Talalay felt for Hopkins, given the least amount of time of any sequel and what she saw as the worst concept. But the concept is only actually lousy when it comes to the need – and by the nature of the series’ emphasis on prosthetic nightmares, it is a need – to show baby Freddy. If he’d been kept as a fear, the results might not have been in line with Elm Street expectations, but it would surely have been more resonant. It certainly couldn’t have been less.
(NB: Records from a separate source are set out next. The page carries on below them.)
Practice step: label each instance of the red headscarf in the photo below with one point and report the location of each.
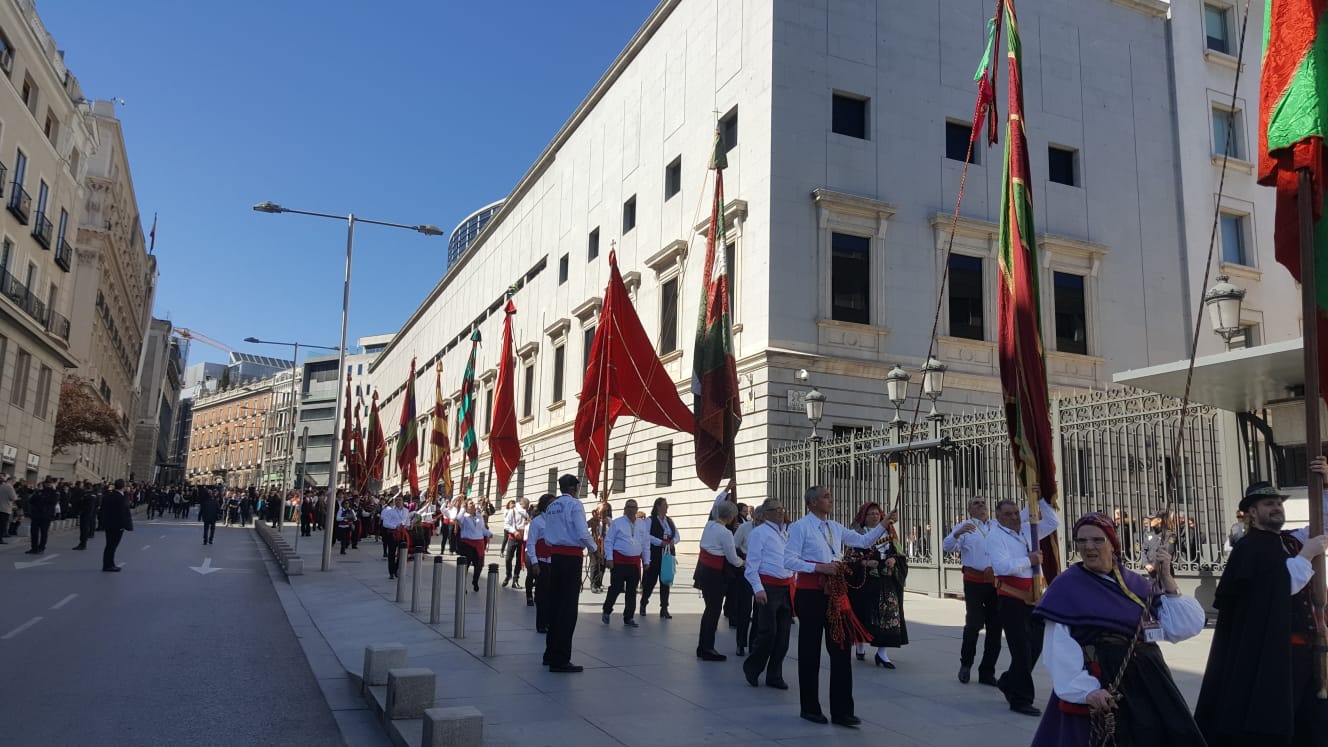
(1102, 523)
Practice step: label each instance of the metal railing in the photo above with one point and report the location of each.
(41, 230)
(20, 204)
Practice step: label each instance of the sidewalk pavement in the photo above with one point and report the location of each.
(642, 686)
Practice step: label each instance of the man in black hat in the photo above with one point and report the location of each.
(567, 536)
(1259, 686)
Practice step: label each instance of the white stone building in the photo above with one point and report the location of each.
(842, 122)
(44, 149)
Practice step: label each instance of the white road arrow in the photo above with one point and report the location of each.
(43, 560)
(206, 568)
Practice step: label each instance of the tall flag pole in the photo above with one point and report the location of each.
(376, 448)
(440, 461)
(469, 437)
(1023, 364)
(1292, 158)
(624, 376)
(717, 408)
(503, 441)
(408, 443)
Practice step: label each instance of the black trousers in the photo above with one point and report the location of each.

Scurrying around the place, baby Freddy looks like old David Tennant from Last of the Time Lords, and none of these warped versions of foetal form add anything to the picture, conceptually or visually. The general view was that associations with pregnancy just weren’t what teenagers trying to have a good time wanted from a Freddy frightmare, and this is probably true, since The Dream Child opened softly rather than landing large and taking a nose dive.

The most telling sign of how different this one is to The Dream Master, and so undermining expectations, is that you can no longer bask in Freddy’s kill-happy quips. Instead, they seem gratuitous, unfunny and in bad taste. On balance, I think that’s a good thing, even if it’s directly pulling back from what was tickling the series’ fans. There’s even a frightened Freddy in this movie. Not just one stunned that someone is fighting back, but fearful in response to his son’s/nun mum’s mojo.

There’d be a two-year gap before the then-intended series capper, with Talalay ascending to the director’s chair; it would be the most roundly drubbed entry to that point, despite a box-office boost off the back of gimmicky 3D. Freddy was also stepping into a new decade, and it would be accurate to suggest he was beginning to seem passé; from this point on, the series would be mixed with nostalgic impulses (Depp cameos, post-modernism, a vs, and then a remake). In The Dream Child, we were still getting rap songs over the end credits, and Iron Maiden scoring a Number 1 single from one of the tracks.